Maynard müziksel yaratıcılığını albüm seviyesinde en son hayatının arka bahçesi diyebileceğimiz, daha çok özel hayatından şeyler paylaştığı Tool grubunda konuşturmuştu. Trafik kazası sonucu bitkisel hayata giren ve uzun süre yaşam mücadelesi verdikten sonra ölen annesine adadığı 10,000 Days albümünün ardından emekliye ayrılıp sessizliğe gömülmüştü. Benim kendisiyle tanışmam da bu sessizliğin ilk birkaç yılını doldurduğu zamana denk gelir sanırım. 
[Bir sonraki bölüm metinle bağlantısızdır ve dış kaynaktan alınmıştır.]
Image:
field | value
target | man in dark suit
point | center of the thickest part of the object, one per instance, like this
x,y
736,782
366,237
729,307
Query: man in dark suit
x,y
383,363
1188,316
İlk yıllarda Tool’dan bir albüm gelmese de, A Perfect Circle’dan bir albüm beklentimiz vardı ancak Maynard’ın grubun gitaristi Billy Howerdel ile olan anlaşmazlıkları bir süre sonra bu beklentilerimizin de hayal kırıklığına dönüşmesine yol açtı. 2017’de yapımcı Dave Sardy‘den grubun yeniden bir araya geldiğine ve albüm yapmaya başladığına dair gelen haber olmasaydı, bu hayal kırıklıklarımızı gömüp yolumuza devam edecek noktaya gelmiştik. 

Albümle ilk olarak 2017 yılının Ekim ayında yayınlanan The Doomed isimli parça ile tanıştık. Bu tanışmayı Disillusioned, TalkTalk ve So Long, and Thanks for All the Fish parçaları izledi ve nihayet albüm 2018 yılının Nisan ayında yayınlandı. Aslında dört single ile albümün genel temasını ve konseptini anlamış olsak da, albümü bütün olarak dinleyebilmek bambaşka bir deneyim.
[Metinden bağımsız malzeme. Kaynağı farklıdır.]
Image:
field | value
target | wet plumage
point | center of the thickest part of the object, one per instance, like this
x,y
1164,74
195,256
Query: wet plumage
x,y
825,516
Yukarıda Tool grubunun Maynard’ın kişisel alanı olduğunu söylemiştim. Bilmeyenler için A Perfect Circle’ı da onun evrensel konulara yöneldiği ve insanlığa bakışını yansıttığı, diğerinden farklı bir kimliğe büründüğü projesi olarak tanımlayabiliriz. Eat The Elephant albümünün tüm şarkı sözleri Maynard tarafından yazılmış ve tematik olarak modern toplumun dinsel ve politik bazı sorunlarına yöneliyor. Özellikle de insanlığın eksik olan sorumluluk algısına vurgu yapıyor. Hem konusuyla hem müziğiyle grubun ilk iki albümünden oldukça uzakta deneysel bir albüm olmuş.
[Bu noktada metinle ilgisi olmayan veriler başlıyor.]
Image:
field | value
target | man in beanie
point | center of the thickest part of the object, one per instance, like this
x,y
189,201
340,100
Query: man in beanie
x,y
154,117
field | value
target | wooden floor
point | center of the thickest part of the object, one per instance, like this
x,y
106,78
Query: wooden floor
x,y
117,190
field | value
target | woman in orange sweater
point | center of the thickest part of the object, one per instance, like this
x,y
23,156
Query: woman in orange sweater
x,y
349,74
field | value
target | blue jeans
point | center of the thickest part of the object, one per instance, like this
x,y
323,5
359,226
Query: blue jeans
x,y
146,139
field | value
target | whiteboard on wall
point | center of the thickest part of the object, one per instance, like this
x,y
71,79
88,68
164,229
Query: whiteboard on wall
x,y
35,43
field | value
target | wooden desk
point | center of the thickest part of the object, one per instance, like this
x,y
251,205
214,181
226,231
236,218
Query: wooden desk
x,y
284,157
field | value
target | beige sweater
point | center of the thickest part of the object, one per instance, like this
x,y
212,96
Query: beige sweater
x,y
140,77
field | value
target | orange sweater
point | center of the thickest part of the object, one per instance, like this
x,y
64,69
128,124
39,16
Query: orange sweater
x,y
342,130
Eat The Elephant, açık bir şekilde politik olan sözleriyle daha çok son albümleri Emotive’e benziyor. Müzikal anlamda Emotive’den farkı ise piyano ve çeşitli enstrümanlar ile müziğin yumuşatılması olmuş. The Doomed haricinde albümde alıştığımız APC müziği ile birebir eşleştirebileceğimiz bir parça yok. Hatta So Long and Thanks for All the Fish gibi Maynard’ın sesini bilmesek APC demeyeceğimiz bambaşka deneyimler bile var. Ben ise albümün en çok ilk çeyreğini, Eat The Elephant, Disillusioned ve The Contrarian’ı arka arkaya dinlemeyi sevdim. 

Son olarak grup, geçtiğimiz günlerde albümün limited edition versiyonu için kaydettikleri bir cover yayınladı. Albümün adıyla eş anlam taşıyan AC/DC parçası Dog Eat Dog’ı yorumlamışlar. Çok beğendiğim albümün üzerine bunu dinlemek biraz üzücü oldu. Hoş, parçanın orjinalini de beğenmediğim için yorumu sevmemiş olabilirim.